Он был в своем родном городе, где вырос, работал до отъезда в Нью-Йорк
и снова будет работать после возвращения. Он жил у родителей, которые были
рады видеть его дома и не слишком его беспокоили, он встречал своих коллег и
друзей, и начатый когда-то разговор возобновлялся с тех слов, на которых
прервался до его отъезда. Иногда он встречал своих школьных друзей, бывшего
учителя или старую подружку, они не знали, что он отсутствовал целый год и
скоро опять уедет, здоровались с ним, будто он и не покидал их. В родном
городе он чувствовал себя как рыба в воде.
Но при этом не исчезало ощущение, что его выбросило на берег, что он
прибыл куда-то в чужое место, что этот город и земля с ее горами, рекой и
равниной - больше уже не его родина. Улицы, по которым он ходил, вызывали
массу воспоминаний; вот подвальное окошко, здесь когда-то с другом он играл
в бабки, вот на въезде на дорогу - будка для велосипедов, под крышей которой
он стоял в дождь со своей первой подружкой и целовался с ней, а вот тут, на
перекрестке, по пути в школу, он заехал на велосипеде на трамвайные рельсы и
упал, а вот здесь, за стеной парка, одним воскресным утром мать учила его
писать акварельными красками. Он мог написать город кистью своих
воспоминаний и красками своего былого счастья, своих ушедших надежд и своей
прошлой грусти. Но он уже не смог бы, как раньше, вписаться в эту картину.

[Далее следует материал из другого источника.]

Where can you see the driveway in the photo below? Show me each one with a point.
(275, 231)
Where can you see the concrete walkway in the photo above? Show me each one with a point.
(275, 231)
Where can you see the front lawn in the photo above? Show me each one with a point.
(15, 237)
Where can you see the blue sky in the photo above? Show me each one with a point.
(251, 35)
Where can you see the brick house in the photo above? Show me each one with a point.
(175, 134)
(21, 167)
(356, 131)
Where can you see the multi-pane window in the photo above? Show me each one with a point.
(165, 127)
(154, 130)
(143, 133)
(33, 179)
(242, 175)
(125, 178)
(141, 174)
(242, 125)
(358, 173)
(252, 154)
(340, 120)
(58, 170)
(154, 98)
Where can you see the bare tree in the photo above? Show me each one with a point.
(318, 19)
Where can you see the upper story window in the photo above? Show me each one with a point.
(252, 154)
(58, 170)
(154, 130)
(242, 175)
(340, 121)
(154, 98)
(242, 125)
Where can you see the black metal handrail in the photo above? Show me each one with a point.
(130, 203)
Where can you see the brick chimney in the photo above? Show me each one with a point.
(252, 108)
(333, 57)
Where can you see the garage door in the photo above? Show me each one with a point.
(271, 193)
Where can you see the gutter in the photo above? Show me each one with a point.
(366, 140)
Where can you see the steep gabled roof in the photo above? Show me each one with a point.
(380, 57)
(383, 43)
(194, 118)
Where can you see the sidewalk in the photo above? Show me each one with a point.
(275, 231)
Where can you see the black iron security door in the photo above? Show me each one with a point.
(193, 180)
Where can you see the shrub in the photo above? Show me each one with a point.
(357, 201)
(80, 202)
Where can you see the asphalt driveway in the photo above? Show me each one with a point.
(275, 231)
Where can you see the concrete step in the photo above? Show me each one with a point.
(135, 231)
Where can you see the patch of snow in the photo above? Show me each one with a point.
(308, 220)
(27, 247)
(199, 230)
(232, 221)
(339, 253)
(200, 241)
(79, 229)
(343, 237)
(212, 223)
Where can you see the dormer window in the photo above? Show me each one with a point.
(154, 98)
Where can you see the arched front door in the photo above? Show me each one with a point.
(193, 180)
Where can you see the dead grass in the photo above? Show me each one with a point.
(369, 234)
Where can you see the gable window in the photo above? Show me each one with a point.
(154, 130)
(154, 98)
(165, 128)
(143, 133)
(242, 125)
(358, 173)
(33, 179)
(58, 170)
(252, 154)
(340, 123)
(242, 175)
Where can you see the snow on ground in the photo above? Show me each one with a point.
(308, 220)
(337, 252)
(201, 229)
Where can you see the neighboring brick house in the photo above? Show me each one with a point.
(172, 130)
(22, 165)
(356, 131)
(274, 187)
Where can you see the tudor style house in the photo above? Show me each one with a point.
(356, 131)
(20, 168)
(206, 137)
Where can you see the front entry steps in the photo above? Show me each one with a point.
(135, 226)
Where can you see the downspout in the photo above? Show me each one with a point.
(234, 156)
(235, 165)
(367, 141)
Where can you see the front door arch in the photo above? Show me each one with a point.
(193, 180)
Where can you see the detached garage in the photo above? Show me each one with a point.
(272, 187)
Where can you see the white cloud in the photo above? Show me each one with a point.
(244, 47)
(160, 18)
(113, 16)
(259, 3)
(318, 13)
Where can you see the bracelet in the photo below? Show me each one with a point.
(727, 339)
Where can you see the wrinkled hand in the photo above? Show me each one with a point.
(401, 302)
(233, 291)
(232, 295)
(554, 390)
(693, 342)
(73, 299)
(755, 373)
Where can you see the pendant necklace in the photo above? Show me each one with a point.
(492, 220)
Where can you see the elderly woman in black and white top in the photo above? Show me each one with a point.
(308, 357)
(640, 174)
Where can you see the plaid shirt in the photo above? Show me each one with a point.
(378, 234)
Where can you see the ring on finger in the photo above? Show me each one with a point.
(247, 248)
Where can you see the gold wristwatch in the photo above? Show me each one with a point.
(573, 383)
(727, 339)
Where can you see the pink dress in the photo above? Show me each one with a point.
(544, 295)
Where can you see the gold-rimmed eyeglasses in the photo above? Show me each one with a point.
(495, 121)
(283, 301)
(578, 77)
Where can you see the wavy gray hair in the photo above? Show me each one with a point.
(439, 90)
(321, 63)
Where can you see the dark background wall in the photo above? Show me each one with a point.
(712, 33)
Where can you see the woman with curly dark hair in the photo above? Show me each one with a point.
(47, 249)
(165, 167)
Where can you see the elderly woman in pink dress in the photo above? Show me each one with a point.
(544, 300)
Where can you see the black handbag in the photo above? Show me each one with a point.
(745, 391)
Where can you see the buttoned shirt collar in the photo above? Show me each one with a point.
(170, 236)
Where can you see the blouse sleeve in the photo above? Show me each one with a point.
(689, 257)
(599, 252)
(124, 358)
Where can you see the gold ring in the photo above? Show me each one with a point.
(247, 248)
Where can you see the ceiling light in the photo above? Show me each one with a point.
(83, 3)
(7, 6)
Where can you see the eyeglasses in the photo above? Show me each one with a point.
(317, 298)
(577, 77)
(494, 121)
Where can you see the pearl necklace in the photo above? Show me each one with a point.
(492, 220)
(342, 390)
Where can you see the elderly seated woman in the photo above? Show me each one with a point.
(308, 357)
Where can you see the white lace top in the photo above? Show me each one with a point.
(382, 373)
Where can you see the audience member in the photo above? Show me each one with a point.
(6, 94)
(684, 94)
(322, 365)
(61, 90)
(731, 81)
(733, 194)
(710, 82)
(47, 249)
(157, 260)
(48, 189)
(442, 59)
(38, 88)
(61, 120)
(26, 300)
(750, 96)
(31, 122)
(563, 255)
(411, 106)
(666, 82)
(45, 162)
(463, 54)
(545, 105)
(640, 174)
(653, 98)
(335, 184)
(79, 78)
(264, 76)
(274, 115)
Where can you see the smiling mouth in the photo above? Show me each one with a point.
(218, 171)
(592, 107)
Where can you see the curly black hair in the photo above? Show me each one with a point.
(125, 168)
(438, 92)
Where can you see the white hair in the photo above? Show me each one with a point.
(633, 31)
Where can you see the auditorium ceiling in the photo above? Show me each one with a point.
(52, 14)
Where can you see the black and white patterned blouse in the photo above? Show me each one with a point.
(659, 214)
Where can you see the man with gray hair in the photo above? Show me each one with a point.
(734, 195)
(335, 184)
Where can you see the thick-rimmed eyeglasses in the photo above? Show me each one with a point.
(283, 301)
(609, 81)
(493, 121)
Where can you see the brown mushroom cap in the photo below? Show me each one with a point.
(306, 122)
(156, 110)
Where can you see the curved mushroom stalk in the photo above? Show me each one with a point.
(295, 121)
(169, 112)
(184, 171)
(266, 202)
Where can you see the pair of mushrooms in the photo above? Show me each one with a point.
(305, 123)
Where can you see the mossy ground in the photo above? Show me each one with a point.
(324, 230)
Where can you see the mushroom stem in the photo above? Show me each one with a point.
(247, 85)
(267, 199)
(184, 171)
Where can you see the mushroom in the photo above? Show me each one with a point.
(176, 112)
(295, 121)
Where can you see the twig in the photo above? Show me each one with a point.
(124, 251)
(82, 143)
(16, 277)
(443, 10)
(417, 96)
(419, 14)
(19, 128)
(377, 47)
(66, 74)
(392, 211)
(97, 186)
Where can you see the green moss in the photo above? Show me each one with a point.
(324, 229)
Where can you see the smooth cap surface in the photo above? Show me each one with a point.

Если бы он даже захотел или воспоминания поманили бы его начать жить в
единстве прошлого и настоящего, которое и есть родина, то непроизвольное
касание брелока с ключами, бумажника в кармане брюк вызывали в памяти нечто
совсем другое: обрезание, а с ним и вопрос о том, где теперь его место.

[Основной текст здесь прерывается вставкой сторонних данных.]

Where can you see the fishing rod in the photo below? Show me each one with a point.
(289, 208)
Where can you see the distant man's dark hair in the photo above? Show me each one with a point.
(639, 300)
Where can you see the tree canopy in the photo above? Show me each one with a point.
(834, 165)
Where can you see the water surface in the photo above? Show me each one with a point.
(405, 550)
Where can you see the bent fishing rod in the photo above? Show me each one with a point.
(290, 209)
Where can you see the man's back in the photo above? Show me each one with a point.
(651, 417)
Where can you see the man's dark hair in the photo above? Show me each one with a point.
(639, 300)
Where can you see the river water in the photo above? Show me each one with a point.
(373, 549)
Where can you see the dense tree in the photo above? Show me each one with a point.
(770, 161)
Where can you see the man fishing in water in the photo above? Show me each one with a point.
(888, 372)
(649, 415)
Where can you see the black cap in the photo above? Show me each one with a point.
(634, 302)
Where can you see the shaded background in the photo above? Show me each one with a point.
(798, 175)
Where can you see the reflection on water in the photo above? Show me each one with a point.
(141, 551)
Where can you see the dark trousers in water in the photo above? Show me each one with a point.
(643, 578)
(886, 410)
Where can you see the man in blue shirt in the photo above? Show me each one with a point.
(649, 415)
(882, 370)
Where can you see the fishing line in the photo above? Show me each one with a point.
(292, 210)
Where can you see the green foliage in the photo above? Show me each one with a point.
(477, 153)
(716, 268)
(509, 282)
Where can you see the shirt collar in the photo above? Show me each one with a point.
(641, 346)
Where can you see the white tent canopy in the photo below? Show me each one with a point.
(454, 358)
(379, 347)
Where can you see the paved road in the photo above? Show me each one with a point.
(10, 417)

В Нью-Йорке? В синагоге Кехилат-Ешурун? Рядом с Сарой? Он звонил ей
каждый день после обеда, когда в Нью-Йорке было раннее утро и она еще лежала
в постели или завтракала. Он придумывал детали, касающиеся его якобы
конференции, рассказывал о прогулках, о встречах с друзьями и коллегами, о
родственниках, с которыми она познакомилась на мраморной свадьбе. "I miss
you", говорила она и "I love you",* и он говорил "I miss you, too" и "I love
you, too".** Он спрашивал, чем она занимается и как идут дела, а она
рассказывала о собаках соседей, о теннисном матче со своим бывшим
профессором и о той коварной и лицемерной интриге, которую затеяла в
издательстве женщина, работавшая над другой компьютерной игрой. Он понимал
каждое ее слово и в то же время не понимал ничего. Все свое понимание
полунамеков, иронии, издевок и серьезности ньюйоркцев он оставил в
Нью-Йорке. Или, может, это понимание ему отрезали вместе с крайней плотью?